In 2014, his first KBO season, Navarro batted .308 and smacked 31 home runs (fifth in the league) with 98 RBI (ninth) and 25 stolen bases (eleventh), hitting leadoff in the order and playing second base. Navarro led the Lions to their fourth consecutive Korean Series title, tying Tyrone Woods' single Korean Series-record with four home runs, and his performance earned him the Korean Series Most Valuable Player Award. His 2015 season was even more impressive, as Navarro hit .287 with 48 home runs (2nd in the league) and 137 RBI (third). He was a 2015 KBO All-Star and was given a KBO Golden Glove Award in the outfielder category.

=== Chiba Lotte Marines ===
Navarro signed a free agent contract with the Chiba Lotte Marines of Nippon Professional Baseball on January 13, 2016.

=== Sultanes de Monterrey ===
On April 3, 2019, Navarro signed with the Sultanes de Monterrey of the Mexican League. He was a LMB All-Star for the year, hitting .294/.409/.565 with 30 home runs and 100 RBI across 109 games. Navarro did not play in a game in 2020 due to the cancellation of the Mexican League season because of the COVID-19 pandemic.

On February 20, 2021, Navarro signed with the Fubon Guardians of the Chinese Professional Baseball League. However, the league did not allow the contract to take effect due to his criminal record.

On May 5, 2021, Navarro was released by the Sultanes so that he could represent the Dominican Republic at the Americas Qualifying Event for the 2020 Summer Olympics. However, he did not end up competing in the event. On June 30, Navarro re-signed with the Sultanes for the remainder of the season. In 19 games for the team during the year, he batted .338/.420/.634 with six home runs and 15 RBI. Navarro became a free agent after the season.

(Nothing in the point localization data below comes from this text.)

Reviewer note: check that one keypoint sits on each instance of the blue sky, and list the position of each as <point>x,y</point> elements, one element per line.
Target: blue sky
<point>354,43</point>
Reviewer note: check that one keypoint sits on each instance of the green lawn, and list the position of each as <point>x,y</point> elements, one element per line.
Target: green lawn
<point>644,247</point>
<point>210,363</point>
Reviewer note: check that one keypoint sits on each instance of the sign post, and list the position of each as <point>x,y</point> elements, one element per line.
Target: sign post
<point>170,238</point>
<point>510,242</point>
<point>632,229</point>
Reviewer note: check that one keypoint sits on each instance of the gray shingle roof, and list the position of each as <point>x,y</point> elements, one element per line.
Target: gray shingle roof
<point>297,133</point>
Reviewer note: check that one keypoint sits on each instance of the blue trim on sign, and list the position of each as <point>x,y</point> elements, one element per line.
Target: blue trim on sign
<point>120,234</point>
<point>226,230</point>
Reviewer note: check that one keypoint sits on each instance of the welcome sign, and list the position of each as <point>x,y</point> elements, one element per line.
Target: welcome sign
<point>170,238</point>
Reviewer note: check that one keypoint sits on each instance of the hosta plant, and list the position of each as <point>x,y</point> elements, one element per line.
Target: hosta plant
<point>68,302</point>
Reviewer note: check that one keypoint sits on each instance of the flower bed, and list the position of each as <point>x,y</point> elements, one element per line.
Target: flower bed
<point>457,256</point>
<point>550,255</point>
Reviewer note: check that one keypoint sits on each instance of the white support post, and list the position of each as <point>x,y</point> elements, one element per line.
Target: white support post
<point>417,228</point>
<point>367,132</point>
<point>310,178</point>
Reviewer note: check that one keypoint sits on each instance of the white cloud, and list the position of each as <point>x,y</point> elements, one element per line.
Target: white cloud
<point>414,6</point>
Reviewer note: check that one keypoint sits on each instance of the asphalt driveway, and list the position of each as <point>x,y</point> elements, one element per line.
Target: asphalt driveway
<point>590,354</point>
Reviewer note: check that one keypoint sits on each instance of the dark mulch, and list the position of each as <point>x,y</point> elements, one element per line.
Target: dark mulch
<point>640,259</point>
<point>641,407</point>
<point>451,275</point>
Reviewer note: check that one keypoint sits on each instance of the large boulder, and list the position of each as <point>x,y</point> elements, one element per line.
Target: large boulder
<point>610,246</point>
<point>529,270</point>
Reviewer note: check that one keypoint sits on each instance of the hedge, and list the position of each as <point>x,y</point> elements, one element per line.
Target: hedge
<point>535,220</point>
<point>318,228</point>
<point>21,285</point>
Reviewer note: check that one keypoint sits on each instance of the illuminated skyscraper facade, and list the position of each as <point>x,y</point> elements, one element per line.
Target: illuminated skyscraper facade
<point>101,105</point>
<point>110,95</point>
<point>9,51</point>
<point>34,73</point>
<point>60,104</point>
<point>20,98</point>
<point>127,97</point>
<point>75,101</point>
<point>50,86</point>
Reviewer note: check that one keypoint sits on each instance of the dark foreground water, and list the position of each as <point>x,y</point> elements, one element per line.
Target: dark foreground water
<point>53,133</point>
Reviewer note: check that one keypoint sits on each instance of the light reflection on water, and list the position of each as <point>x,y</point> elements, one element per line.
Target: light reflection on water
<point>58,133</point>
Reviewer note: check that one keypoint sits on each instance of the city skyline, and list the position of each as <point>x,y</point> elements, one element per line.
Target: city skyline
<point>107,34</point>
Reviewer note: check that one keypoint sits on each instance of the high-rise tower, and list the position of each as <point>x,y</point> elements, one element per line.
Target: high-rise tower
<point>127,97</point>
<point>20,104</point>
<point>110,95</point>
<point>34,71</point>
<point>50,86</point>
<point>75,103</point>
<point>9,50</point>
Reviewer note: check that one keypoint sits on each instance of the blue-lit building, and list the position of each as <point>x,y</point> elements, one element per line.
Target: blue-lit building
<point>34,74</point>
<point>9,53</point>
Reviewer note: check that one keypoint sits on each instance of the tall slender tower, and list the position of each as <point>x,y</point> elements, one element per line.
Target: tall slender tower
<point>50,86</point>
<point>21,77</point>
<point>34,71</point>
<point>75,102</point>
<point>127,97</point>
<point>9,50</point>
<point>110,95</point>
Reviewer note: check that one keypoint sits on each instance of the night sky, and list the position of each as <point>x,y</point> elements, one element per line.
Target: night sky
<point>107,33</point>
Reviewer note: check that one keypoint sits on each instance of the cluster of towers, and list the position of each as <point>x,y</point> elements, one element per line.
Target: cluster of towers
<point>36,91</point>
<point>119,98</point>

On March 7, 2023, Navarro re-signed with the Sultanes. He played in 48 games for Monterrey, batting .267/.373/.366 with three home runs and 22 RBI. Navarro was released by the team on August 1.

===Olmecas de Tabasco===
On March 13, 2025, Navarro signed with the Olmecas de Tabasco of the Mexican League. In 77 games he hit .308/.384/.527 with 16 home runs, 51 RBIs and 4 stolen bases.

==Personal life==
On February 21, 2016, Navarro was arrested in Okinawa, Japan for concealing a bullet in his luggage. The bullet was discovered in Navarro's carry on bag during a security check for a domestic flight at Okinawa's airport. Possessing the bullet was a violation of Japan's firearms law. Navarro told police the bullet was from his home in the Dominican Republic but that he was not aware it was in his bag.